BEIJING - During a speech at the "High-level meeting on the role of banking and banking supervision in financial stability" held in Beijing, Nout Wellink, president of the Netherlands Bank and chairman of the Basel Committee on Banking Supervision, set out the Committee's response to the global financial crisis.

Its primary mission is to strengthen capital buffers and help contain leverage, while ensuring risk management practices improve.
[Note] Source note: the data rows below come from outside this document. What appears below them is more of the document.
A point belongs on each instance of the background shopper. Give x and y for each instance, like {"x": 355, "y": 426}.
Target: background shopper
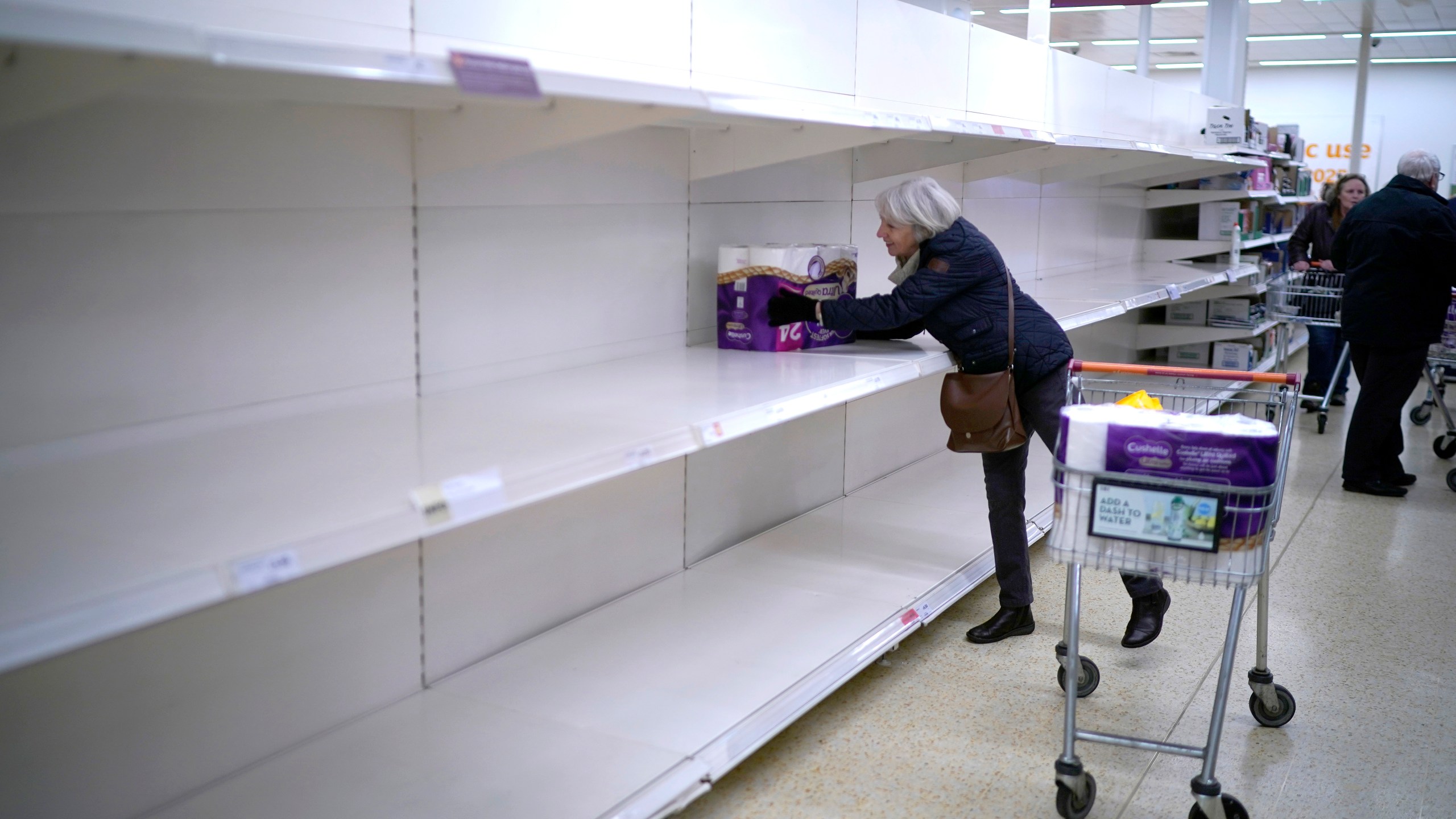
{"x": 1311, "y": 248}
{"x": 951, "y": 280}
{"x": 1398, "y": 253}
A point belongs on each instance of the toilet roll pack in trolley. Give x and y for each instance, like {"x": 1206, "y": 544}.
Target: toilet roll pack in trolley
{"x": 752, "y": 274}
{"x": 1169, "y": 473}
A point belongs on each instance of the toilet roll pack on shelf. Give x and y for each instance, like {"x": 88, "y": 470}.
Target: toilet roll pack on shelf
{"x": 752, "y": 274}
{"x": 1181, "y": 494}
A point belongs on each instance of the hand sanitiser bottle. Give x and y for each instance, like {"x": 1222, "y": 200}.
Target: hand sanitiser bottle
{"x": 1176, "y": 519}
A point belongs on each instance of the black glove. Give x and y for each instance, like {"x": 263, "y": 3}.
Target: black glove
{"x": 908, "y": 331}
{"x": 789, "y": 308}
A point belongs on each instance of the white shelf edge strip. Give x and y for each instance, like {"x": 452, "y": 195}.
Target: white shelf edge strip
{"x": 752, "y": 734}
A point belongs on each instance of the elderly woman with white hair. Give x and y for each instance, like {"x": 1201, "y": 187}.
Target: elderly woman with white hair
{"x": 951, "y": 282}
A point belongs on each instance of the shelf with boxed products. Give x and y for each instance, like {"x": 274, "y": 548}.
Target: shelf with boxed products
{"x": 667, "y": 688}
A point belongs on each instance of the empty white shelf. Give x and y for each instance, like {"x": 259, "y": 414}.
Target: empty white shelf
{"x": 1169, "y": 334}
{"x": 1132, "y": 284}
{"x": 100, "y": 543}
{"x": 632, "y": 709}
{"x": 191, "y": 60}
{"x": 1184, "y": 197}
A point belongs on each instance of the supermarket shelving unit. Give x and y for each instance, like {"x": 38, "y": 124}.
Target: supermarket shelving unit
{"x": 136, "y": 550}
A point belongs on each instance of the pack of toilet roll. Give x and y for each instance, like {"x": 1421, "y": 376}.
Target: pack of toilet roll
{"x": 752, "y": 274}
{"x": 1184, "y": 535}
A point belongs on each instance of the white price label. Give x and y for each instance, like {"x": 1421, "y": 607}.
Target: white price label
{"x": 261, "y": 572}
{"x": 638, "y": 457}
{"x": 464, "y": 496}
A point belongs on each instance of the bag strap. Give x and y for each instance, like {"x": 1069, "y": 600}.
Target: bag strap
{"x": 1011, "y": 324}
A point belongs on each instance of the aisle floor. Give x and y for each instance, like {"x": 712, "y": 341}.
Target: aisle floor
{"x": 1362, "y": 617}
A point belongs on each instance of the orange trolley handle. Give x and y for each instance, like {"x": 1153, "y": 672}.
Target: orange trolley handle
{"x": 1078, "y": 366}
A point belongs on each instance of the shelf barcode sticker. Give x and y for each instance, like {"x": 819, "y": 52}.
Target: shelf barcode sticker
{"x": 261, "y": 572}
{"x": 495, "y": 76}
{"x": 464, "y": 496}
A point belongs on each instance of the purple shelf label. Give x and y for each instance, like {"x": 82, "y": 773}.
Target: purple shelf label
{"x": 497, "y": 76}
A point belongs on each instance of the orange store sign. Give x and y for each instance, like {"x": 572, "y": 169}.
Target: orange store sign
{"x": 1330, "y": 161}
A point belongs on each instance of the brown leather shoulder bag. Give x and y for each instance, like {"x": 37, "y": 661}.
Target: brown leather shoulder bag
{"x": 982, "y": 408}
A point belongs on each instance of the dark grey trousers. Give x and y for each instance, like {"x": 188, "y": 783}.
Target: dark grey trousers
{"x": 1007, "y": 494}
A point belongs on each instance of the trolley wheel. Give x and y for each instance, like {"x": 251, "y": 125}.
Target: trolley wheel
{"x": 1445, "y": 446}
{"x": 1286, "y": 709}
{"x": 1232, "y": 809}
{"x": 1066, "y": 800}
{"x": 1088, "y": 677}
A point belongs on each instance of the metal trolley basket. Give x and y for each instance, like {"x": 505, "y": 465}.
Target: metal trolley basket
{"x": 1309, "y": 297}
{"x": 1441, "y": 366}
{"x": 1238, "y": 563}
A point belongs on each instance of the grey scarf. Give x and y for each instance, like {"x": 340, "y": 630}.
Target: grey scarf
{"x": 906, "y": 268}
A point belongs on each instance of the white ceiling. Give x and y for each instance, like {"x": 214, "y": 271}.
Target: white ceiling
{"x": 1330, "y": 18}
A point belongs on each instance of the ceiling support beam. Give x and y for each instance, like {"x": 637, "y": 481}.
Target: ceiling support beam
{"x": 1226, "y": 50}
{"x": 1362, "y": 81}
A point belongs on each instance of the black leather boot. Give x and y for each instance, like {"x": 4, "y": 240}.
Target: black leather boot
{"x": 1148, "y": 618}
{"x": 1007, "y": 623}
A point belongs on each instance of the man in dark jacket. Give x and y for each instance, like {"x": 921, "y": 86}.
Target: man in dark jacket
{"x": 1398, "y": 253}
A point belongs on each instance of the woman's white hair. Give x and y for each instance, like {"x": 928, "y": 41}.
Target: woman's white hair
{"x": 919, "y": 203}
{"x": 1418, "y": 165}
It also aims to help promote stronger governance practices, limit risk concentration within and across banking institutions, and strengthen market transparency
Wellink set out the building blocks of the committee's strategy to achieve these aims.

These include strengthening the risk capture of the Basel II framework (in particular for trading book and off-balance sheet exposures), enhancing the quality of Tier I capital, building additional shock absorbers into the capital framework that can be drawn upon during periods of stress, evaluating the need to supplement risk-based measures with simple gross measures of exposure in both prudential and risk management frameworks, strengthening supervisory frameworks to assess the soundness of funding liquidity at cross-border banks, leveraging Basel II to strengthen risk management and governance practices at banks, strengthening counterparty credit risk capital, risk management and disclosure at banks, and promoting globally co-ordinated supervisory follow-up exercises to ensure implementation of supervisory and industry sound principles.

Wellink said: "Ultimately, our goal is to help ensure the banking sector serves its traditional role as a shock absorber to the financial system, rather than an amplifier of risk between the financial sector and the real economy."

He also stated the Basel Committee expects to issue proposals on a several of these topics for public consultation in early 2009.